Just then Thomas looked at Victor, smiled, and walked over to him.

“Victor, I’m sorry about your father,” Thomas said.

“How did you know about it?” Victor asked.

“I heard it on the wind. I heard it from the birds. I felt it in the sunlight. Also, your mother was just in here crying.”

“Oh,” Victor said and looked around the Trading Post. All the other Indians stared, surprised that Victor was even talking to Thomas. Nobody talked to Thomas anymore because he told the same damn stories over and over again. Victor was embarrassed, but he thought that Thomas might be able to help him. Victor felt a sudden need for tradition.

“I can lend you the money you need,” Thomas said suddenly. “But you have to take me with you.”

“I can’t take your money,” Victor said. “I mean, I haven’t hardly talked to you in years. We’re not really friends anymore.”

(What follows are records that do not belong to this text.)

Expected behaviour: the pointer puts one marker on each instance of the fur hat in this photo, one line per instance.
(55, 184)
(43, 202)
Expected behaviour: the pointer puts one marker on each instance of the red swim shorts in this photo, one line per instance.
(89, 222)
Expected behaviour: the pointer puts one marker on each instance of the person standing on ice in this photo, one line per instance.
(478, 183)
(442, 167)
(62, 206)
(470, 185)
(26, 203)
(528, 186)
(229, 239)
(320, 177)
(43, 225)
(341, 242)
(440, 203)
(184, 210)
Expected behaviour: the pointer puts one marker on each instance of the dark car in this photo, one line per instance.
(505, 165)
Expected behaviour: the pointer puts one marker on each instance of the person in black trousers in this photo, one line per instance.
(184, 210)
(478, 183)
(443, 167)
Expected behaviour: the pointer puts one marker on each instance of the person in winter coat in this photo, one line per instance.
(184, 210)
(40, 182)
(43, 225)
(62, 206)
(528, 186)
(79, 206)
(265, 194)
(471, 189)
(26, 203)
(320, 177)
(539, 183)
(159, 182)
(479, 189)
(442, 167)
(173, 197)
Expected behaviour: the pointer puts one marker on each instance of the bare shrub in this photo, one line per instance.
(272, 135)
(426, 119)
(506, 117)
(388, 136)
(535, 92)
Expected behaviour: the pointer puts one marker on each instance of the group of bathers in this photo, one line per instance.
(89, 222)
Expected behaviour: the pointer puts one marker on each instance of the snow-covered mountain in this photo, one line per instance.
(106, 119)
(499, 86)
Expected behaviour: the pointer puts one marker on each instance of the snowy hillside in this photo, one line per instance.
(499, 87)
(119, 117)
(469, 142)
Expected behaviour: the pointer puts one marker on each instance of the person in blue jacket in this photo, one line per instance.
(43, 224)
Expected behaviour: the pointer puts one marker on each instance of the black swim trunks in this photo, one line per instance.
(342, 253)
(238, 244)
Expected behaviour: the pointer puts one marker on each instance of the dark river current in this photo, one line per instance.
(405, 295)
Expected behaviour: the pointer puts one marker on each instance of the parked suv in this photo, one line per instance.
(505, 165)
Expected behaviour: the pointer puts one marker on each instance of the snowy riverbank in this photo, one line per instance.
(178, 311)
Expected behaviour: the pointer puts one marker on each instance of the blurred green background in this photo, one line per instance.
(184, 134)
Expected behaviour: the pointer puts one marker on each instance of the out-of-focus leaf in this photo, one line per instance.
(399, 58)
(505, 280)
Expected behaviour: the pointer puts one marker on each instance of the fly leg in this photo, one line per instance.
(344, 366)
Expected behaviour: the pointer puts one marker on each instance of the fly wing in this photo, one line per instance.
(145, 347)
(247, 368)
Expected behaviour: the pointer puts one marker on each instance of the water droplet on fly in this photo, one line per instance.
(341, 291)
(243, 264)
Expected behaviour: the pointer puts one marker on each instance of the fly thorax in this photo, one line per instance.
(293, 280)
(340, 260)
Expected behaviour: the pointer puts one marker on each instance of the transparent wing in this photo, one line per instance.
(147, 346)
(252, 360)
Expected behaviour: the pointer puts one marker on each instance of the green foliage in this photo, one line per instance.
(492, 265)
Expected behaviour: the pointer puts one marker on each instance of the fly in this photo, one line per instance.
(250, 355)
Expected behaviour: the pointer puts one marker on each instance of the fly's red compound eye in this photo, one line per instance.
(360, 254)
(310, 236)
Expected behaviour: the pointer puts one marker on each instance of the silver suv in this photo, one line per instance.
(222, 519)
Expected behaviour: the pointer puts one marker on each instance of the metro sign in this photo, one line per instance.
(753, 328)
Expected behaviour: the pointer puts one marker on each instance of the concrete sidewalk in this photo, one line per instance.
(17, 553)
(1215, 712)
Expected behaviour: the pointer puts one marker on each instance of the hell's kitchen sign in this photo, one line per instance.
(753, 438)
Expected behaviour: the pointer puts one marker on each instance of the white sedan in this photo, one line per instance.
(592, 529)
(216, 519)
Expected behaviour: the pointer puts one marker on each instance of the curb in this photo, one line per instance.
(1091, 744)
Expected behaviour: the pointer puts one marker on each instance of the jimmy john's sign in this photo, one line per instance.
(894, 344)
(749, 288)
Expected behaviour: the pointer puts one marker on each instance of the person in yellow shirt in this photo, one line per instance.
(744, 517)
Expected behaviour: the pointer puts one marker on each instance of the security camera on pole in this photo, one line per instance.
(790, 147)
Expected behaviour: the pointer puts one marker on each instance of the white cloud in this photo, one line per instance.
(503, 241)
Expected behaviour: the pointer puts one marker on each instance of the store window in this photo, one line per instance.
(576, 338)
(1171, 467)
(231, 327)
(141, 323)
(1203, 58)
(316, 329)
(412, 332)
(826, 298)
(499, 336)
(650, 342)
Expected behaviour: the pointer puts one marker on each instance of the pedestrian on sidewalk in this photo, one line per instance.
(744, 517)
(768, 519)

“I didn’t say we were friends. I said you had to take me with you.”

“Let me think about it.”

Victor went home with his one hundred dollars and sat at the kitchen table. He held his head in his hands and thought about Thomas Builds-the-Fire, remembered little details, tears and scars, the bicycle they shared for a summer, so many stories.

Thomas Builds-the-Fire sat on the bicycle, waited in Victor’s yard. He was ten years old and skinny. His hair was dirty because it was the Fourth of July.

“Victor,” Thomas yelled. “Hurry up. We’re going to miss the fireworks.”

After a few minutes, Victor ran out of his house, jumped the porch railing, and landed gracefully on the sidewalk.

“And the judges award him a 9.95, the highest score of the summer,” Thomas said, clapped, laughed.

“That was perfect, cousin,” Victor said. “And it’s my turn to ride the bike.”

Thomas gave up the bike and they headed for the fairgrounds. It was nearly dark and the fireworks were about to start.

“You know,” Thomas said. “It’s strange how us Indians celebrate the Fourth of July. It ain’t like it was our independence everybody was fighting for.”